- Nines PV has developed a proprietary stands for Atmospheric Dry Etching (ADE) that can be applied for both SDE and texturing of cell processing
- The process employs molecular fluorine, which rings a bell about green houses gases, but NinePV clarifies its technology has no global warming potential
- The texturing section of the TaiyangNews Market survey on PERC cell production equipment discusses the details of 2 such products
Surface preparation steps in a cell processing such as SDE and texturing are typically accomplished with wet-chemical benches (see Tools For Solar Wafer Texturing). And there have been quite some improvements in this traditional way of texturing the wafers, such as improving bath lifetimes or reducing texturing time (see Several Improvements In Wafer Etching).
However, there exists an alternate method called dry-etching. TaiyangNews Market survey on PERC cell production equipment lists 2 such products from Nines Photovoltaics (“Nines PV”) that are based on atmospheric dry etching. As an alternative to the wet-chemical solutions, be it to realize SDE or texturing, Nines PV has developed a proprietary process called ADE, which stands for Atmospheric Dry Etching. The company has been developing this process since 2010. And what makes this technology unique is that it accomplishes dry texturing at atmospheric pressure using fluorine (F2) as the etching gas. This eliminates the need for vacuum and plasma – both key ingredients and cost drivers in typical dry etching technologies, emphasized Nines PV’s CTO Laurent Clochard. He clarifies that the technology has no special adverse impact on the environment. The thought of fluorine as an etching gas itself rings alarm bells about greenhouse gases. However, Clochard underscores that the molecular fluorine used by Nines PV scores a zero against the commonly used SF6 that has high global warming potential
The TaiyangNews Report on TOPCon Solar Technology covers Nines PV’s technology in detail, as its main promoted application is for silicon etching, to remove wraparound in TOPCon application to be specific, but it is not limited to TOPCon. The tool, when it was introduced in 2017, was mainly designed for texturing, specifically for multicrystalline, in which the gains in reflection with ADE are way higher than what can be achieved with the state of the art wet-chemical solutions. However, with the market shifting to monocrystalline, Nines PV also shifted focus to mainstream PERC and other advanced technologies. In terms of benefits it brings to PERC, especially with texturing, it is a single sided process, meaning the process alleviates the need for rear polishing. On top, “We remove less silicon than an alkaline process to achieve lower reflectivity facilitated by the sub-micron scale texture,” said Clochard. “We are talking something like 200 to 300 nm,” he added. The process is also selective, meaning it does this without disturbing the underlying emitter profile.

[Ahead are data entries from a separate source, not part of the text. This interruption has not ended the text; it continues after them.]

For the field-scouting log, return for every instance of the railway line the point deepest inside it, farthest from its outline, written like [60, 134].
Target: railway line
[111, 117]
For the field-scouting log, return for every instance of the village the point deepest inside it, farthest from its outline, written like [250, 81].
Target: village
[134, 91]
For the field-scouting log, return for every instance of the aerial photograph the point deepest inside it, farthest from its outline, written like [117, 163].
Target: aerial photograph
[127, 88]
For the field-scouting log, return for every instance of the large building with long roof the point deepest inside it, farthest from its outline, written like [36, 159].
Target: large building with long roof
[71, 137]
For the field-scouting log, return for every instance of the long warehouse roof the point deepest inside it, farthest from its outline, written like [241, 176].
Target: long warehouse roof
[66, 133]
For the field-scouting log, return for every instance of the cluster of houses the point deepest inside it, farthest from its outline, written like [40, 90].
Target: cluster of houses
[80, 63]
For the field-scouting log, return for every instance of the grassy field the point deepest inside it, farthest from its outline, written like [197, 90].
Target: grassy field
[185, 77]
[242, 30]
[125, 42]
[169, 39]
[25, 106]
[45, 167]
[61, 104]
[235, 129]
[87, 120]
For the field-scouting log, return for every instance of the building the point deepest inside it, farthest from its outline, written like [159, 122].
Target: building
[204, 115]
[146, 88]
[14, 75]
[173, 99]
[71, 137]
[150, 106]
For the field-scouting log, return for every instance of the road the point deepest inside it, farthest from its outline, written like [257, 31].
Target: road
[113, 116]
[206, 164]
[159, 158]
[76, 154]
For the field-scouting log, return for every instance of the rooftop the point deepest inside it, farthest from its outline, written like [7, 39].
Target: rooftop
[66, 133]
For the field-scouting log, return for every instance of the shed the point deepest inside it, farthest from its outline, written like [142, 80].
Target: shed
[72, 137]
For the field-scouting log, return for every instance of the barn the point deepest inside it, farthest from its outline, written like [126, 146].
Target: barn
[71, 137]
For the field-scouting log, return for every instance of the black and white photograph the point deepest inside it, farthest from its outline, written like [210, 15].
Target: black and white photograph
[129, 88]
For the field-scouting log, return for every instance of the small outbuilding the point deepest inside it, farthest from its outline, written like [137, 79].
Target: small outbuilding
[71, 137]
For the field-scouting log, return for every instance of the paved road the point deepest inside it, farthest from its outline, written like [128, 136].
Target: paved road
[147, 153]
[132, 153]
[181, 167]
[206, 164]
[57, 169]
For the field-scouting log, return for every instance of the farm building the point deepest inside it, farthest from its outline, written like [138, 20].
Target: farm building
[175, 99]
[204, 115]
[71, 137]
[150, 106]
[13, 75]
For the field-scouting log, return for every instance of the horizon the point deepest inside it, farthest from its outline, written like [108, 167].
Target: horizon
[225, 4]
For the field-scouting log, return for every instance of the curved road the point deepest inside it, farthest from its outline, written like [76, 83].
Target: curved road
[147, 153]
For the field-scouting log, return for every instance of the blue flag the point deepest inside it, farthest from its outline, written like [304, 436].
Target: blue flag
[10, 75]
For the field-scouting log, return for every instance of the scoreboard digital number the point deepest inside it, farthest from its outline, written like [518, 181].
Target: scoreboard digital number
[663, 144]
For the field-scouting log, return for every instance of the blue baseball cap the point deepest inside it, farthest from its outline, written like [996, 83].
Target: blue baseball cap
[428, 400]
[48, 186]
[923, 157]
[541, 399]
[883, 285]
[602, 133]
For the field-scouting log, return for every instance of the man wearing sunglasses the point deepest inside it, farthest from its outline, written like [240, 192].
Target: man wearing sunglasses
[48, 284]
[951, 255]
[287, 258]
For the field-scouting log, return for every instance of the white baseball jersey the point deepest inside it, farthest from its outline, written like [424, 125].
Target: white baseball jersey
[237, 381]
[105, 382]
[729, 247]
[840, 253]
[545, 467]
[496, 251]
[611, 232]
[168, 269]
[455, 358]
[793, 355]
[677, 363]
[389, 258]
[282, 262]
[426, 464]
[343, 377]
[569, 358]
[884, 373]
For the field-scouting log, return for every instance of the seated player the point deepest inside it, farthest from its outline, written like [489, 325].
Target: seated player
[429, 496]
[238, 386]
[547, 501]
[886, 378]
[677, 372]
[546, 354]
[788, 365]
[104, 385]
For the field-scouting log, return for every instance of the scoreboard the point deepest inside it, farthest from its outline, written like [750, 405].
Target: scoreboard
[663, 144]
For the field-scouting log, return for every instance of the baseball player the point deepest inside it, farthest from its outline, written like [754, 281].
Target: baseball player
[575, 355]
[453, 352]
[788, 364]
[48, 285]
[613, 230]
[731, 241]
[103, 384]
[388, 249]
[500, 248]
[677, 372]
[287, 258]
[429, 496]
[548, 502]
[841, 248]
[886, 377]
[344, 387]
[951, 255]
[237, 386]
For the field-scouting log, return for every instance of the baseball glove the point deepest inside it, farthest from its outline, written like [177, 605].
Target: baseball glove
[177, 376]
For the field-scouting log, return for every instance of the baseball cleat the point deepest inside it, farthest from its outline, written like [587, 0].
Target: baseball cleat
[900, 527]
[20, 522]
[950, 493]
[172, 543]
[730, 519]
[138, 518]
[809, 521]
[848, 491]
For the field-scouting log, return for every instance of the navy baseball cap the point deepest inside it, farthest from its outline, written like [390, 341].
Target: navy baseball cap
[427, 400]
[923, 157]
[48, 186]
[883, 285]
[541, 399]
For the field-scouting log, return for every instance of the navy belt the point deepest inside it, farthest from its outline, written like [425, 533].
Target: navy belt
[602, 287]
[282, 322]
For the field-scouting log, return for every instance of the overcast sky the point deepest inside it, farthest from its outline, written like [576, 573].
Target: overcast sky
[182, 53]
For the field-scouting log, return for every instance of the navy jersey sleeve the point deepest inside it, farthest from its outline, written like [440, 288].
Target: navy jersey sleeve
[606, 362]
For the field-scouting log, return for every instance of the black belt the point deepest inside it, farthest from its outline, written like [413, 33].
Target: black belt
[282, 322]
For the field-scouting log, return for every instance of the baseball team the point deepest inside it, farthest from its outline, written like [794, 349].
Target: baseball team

Nines PV is currently operating a pilot line at its facility in Dublin and has partnered with Fraunhofer ISE for cell process development, having also supplied an R&D-scale system. The company is now ready with the production-scale platform, which is offered in 2 variants – ADE-3000 and ADE-6000. The latter processes wafers up to a size of M4 in 6 lanes and M6 to G12 in 4 lanes, and with a rated throughput of 12,000 and 8,000 wafers per hour, respectively, in a footprint of 12 m2. The number of lanes is exactly half in ADE-3000, so is the throughput. The company is also willing to supply an R&D-scale system with a single lane of transport.